# These authors contributed equally to this work.
* To whom correspondence should be addressed.
Received September 8, 2009; Revision received November 5, 2009
Rhodobacter sphaeroides has been intensively studied and provides an excellent model for studying both photosynthesis and membrane development. The photosynthetic apparatus (LH2 and LH1–RC complexes) can be synthesized in large scale and integrated into the intracytoplasmic membrane system under specific conditions, which thus provides us insight to utilize the puc or(and) puf operon to heterologously express recombinant proteins in the intracytoplasmic membrane using Rb. sphaeroides as a novel expression system.

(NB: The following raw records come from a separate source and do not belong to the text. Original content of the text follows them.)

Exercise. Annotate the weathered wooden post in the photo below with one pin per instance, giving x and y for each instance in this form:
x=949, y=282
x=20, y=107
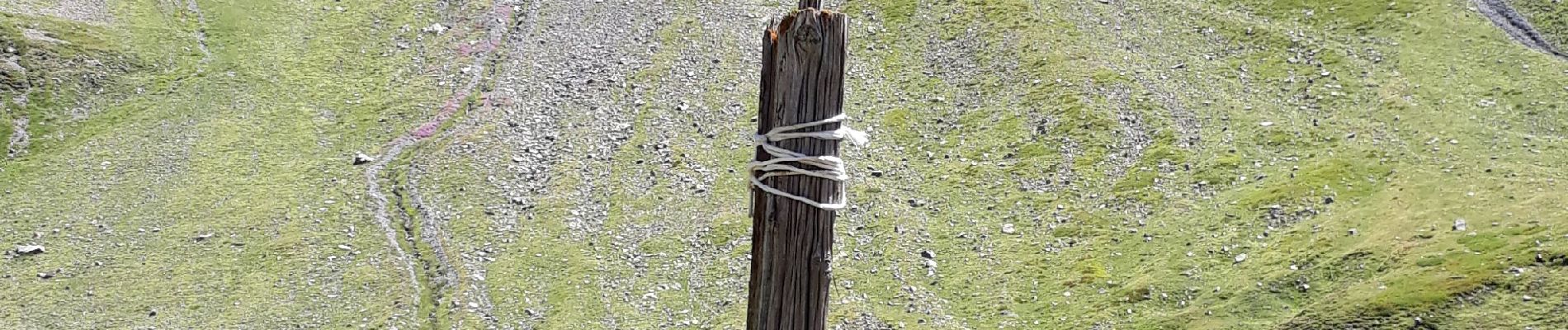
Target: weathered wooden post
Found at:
x=797, y=176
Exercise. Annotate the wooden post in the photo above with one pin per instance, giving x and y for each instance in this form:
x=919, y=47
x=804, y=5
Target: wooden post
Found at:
x=791, y=246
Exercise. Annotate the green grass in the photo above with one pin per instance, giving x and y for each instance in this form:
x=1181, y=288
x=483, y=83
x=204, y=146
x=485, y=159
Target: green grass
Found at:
x=972, y=105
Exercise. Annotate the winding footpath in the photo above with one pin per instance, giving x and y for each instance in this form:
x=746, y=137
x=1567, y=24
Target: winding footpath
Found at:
x=496, y=24
x=1517, y=27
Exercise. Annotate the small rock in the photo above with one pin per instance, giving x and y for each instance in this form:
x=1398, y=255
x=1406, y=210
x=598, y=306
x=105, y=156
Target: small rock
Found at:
x=435, y=29
x=29, y=249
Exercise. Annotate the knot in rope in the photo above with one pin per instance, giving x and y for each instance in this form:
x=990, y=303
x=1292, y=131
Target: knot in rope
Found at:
x=830, y=167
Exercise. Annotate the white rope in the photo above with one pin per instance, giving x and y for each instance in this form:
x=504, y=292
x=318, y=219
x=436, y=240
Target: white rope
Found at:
x=830, y=167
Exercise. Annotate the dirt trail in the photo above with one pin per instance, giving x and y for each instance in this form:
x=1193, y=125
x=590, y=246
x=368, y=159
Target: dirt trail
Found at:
x=1517, y=27
x=496, y=24
x=201, y=31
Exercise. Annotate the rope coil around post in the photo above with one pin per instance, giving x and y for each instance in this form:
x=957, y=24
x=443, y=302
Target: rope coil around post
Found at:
x=830, y=167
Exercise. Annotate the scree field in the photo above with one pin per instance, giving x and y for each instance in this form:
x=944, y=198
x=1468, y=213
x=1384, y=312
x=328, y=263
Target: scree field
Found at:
x=430, y=165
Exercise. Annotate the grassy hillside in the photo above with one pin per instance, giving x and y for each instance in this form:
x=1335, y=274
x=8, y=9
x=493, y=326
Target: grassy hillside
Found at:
x=1548, y=16
x=576, y=165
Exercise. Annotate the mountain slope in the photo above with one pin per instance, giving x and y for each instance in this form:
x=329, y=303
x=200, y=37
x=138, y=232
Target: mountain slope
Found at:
x=576, y=165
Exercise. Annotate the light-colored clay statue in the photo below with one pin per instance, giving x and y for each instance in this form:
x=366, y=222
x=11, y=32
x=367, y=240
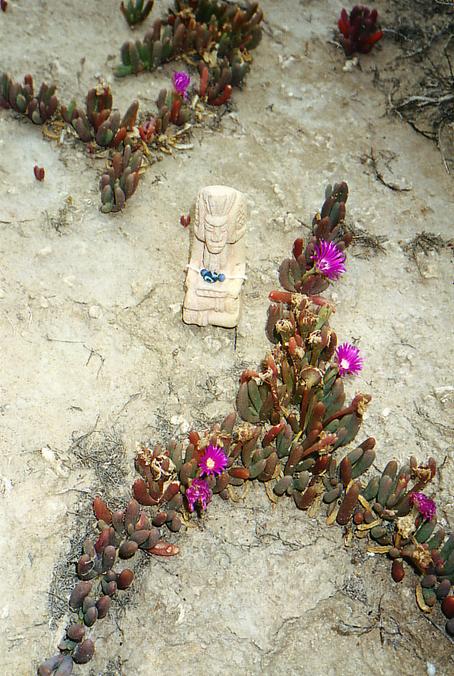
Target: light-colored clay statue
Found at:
x=217, y=267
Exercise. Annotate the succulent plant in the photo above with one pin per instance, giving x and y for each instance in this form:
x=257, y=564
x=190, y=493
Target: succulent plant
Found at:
x=359, y=30
x=22, y=98
x=135, y=12
x=293, y=421
x=99, y=123
x=224, y=30
x=120, y=180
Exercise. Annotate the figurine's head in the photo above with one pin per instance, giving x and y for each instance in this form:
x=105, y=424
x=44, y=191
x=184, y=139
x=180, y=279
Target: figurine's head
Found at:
x=220, y=217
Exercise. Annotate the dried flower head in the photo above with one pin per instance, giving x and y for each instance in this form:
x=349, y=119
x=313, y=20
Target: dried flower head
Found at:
x=198, y=493
x=425, y=506
x=328, y=259
x=348, y=359
x=181, y=82
x=213, y=461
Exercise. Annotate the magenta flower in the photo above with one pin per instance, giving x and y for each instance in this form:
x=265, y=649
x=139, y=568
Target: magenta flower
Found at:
x=213, y=461
x=425, y=506
x=328, y=259
x=181, y=82
x=348, y=359
x=198, y=492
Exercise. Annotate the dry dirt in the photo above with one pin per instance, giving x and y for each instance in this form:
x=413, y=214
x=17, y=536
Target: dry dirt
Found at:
x=95, y=357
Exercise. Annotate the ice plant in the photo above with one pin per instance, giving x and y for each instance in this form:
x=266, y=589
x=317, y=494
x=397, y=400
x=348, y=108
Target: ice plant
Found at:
x=181, y=82
x=147, y=130
x=359, y=30
x=328, y=259
x=425, y=506
x=198, y=492
x=348, y=359
x=213, y=461
x=294, y=419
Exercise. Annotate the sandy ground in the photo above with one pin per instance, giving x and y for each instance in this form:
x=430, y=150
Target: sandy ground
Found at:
x=95, y=357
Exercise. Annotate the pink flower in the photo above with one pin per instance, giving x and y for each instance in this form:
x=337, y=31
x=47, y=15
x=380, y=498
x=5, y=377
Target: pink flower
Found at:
x=213, y=461
x=348, y=359
x=425, y=506
x=198, y=492
x=329, y=260
x=181, y=82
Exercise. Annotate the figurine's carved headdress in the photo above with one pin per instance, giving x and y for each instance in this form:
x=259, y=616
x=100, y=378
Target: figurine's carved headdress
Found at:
x=220, y=207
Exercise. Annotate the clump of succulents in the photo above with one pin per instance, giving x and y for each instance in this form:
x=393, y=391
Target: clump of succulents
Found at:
x=214, y=31
x=120, y=180
x=136, y=11
x=99, y=123
x=221, y=29
x=22, y=98
x=359, y=29
x=293, y=419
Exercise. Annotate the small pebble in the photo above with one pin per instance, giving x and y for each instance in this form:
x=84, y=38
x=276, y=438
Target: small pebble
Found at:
x=94, y=311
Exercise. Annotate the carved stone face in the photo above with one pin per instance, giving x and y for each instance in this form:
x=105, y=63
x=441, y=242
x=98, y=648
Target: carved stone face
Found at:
x=216, y=231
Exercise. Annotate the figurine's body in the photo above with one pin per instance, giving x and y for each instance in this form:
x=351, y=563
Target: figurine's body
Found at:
x=217, y=267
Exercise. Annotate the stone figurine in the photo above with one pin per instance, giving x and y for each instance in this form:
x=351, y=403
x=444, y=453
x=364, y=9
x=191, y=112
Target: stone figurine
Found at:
x=217, y=266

However, basal level of expression of puc and puf promoter is uncontrolled. We report the construction of LH2 polypeptide expression vector that contains a reengineered lacIq-puc promoter–lac operator hybrid promoter, which allows the puc operon to be regulated by both IPTG and low oxygen level. Synthesis of LH2 complexes was completely repressed in the absence of isopropyl β-D-thiogalactoside (IPTG), and the degree of induction was controlled by varying the concentration of IPTG. The optimal concentration of IPTG was determined. SDS-PAGE and Western blot were employed for further analysis. Our results suggest that the reengineered hybrid promoter is efficient to tightly regulate the expression of the puc operon, and our strategy can open up a new approach in the study of the membrane protein expression system.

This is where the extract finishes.